The hands reached for my face, fingers straining to scratch at my eyes, then they dropped back to try to pry my wrists off with some urgency.

They eventually went limp.

I’d later regret killing him. It was a lesson I learned. Since he was the last one I should have subdued him so that I could question him later. At the time he was just someone who had tried to kill me, and therefore someone who had to die.

I looked at the three new bodies again.

I’d stripped them, harvested the implants from the center of their brains, and set them outside to freeze. It was easier moving bodies once they were frozen.

Now that I had time, I thought. I considered.

I remembered the mirror from exploring the settlement and had retrieved it.

The man, Thad, hadn’t been wrong. My eyes were indeed red, but I couldn’t understand exactly why they would have responded in the way they had.

I went over it in my mind again.

We returned to the town, I pulled the sled down main street stopping at the house I had cleared out and boarded up. I was using it to store food.

The men made some comments about the pile of meat but they all helped carry in the slabs of meat and stack them on the plates and trays I had collected from the other buildings in the settlement. Once the meat was stored, except a large piece for dinner, we returned to the power distribution building.

The crates of valuables, at least according to the value the system places on things, were still there though there was evidence the tarps had been disturbed.

The large vehicle with tank treads was parked in the street.

The room I slept in was crowded with the electronics that made the settlement a settlement, the settlement systems, batteries, and the power distribution system. Adding four people made the space cramped.

“This the only building you have heated?”

Thad elbowed him and he grunted.

“He means thank you for the hospitality, anything with walls and a door is great. After dinner-” he paused as he pulled the head covering off exposing his face. The others were removing gloves.

I didn’t have gloves, but I turned around as I pulled my goggles off and hung them on the wall. Then I began unwrapping my scarf.

“After dinner,” Thad had continued, “We’ll take any building you offer. I got a small gen heater that will keep us alive. Then in the morning we can talk- Red eye!”

The other two were getting their heads clear of scarfs and hats and coverings. Thad had looked up into my face, his eyes going wide and his skin going white. Then he screamed “Red eye!”

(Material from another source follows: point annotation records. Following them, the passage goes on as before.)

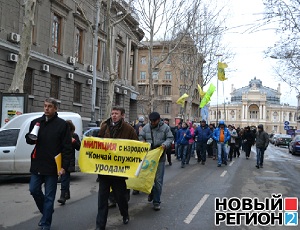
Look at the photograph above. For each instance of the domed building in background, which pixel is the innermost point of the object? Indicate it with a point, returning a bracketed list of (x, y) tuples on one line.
[(256, 104)]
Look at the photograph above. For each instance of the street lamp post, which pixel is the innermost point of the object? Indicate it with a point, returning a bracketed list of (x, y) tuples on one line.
[(95, 52), (218, 55)]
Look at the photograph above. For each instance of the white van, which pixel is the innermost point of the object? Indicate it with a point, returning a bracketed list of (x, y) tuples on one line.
[(15, 152)]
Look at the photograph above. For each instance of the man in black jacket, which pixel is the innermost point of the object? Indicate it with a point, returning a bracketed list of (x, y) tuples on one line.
[(53, 137), (114, 127), (262, 142)]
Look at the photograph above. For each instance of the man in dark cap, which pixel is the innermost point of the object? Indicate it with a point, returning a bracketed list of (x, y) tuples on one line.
[(203, 133), (262, 142), (157, 133), (168, 150)]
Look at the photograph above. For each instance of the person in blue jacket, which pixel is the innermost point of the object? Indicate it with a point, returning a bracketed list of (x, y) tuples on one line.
[(183, 135), (203, 133), (221, 135)]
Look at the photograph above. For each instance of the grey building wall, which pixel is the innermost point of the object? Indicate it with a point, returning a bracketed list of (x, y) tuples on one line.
[(11, 18)]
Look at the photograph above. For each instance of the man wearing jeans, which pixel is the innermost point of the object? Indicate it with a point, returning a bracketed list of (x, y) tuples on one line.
[(53, 137), (157, 133), (221, 135), (203, 133), (262, 142)]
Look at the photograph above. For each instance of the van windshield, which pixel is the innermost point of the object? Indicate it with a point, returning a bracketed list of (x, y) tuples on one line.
[(9, 137)]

Nothing happened for a moment, and then they tried, and failed, to kill me. They did get a knife into me a few times and even into some important bits but I healed up after no more than an hour.

I don’t think they could.

Heal I mean. Which would explain why the man I’d originally found in here had died of a single gunshot wound.

I looked over at the wall where I’d hung the mirror after I’d hunted it down. The red irises of my eyes looking back at me. I didn’t so much smile as expose my teeth. The polished metal spread from canine to canine across the top teeth. The canine teeth longer than those of other humans.

I’d already stripped down and checked myself out with the mirror to compare myself to their dead bodies, just to make sure there were no other differences.

The eyes, teeth, and the port near my hip seemed to be the only obvious differences. I had a feeling though I could dismiss the port near my hip. That the internal fires would dissolve it and leave me smooth flesh if I wanted them to.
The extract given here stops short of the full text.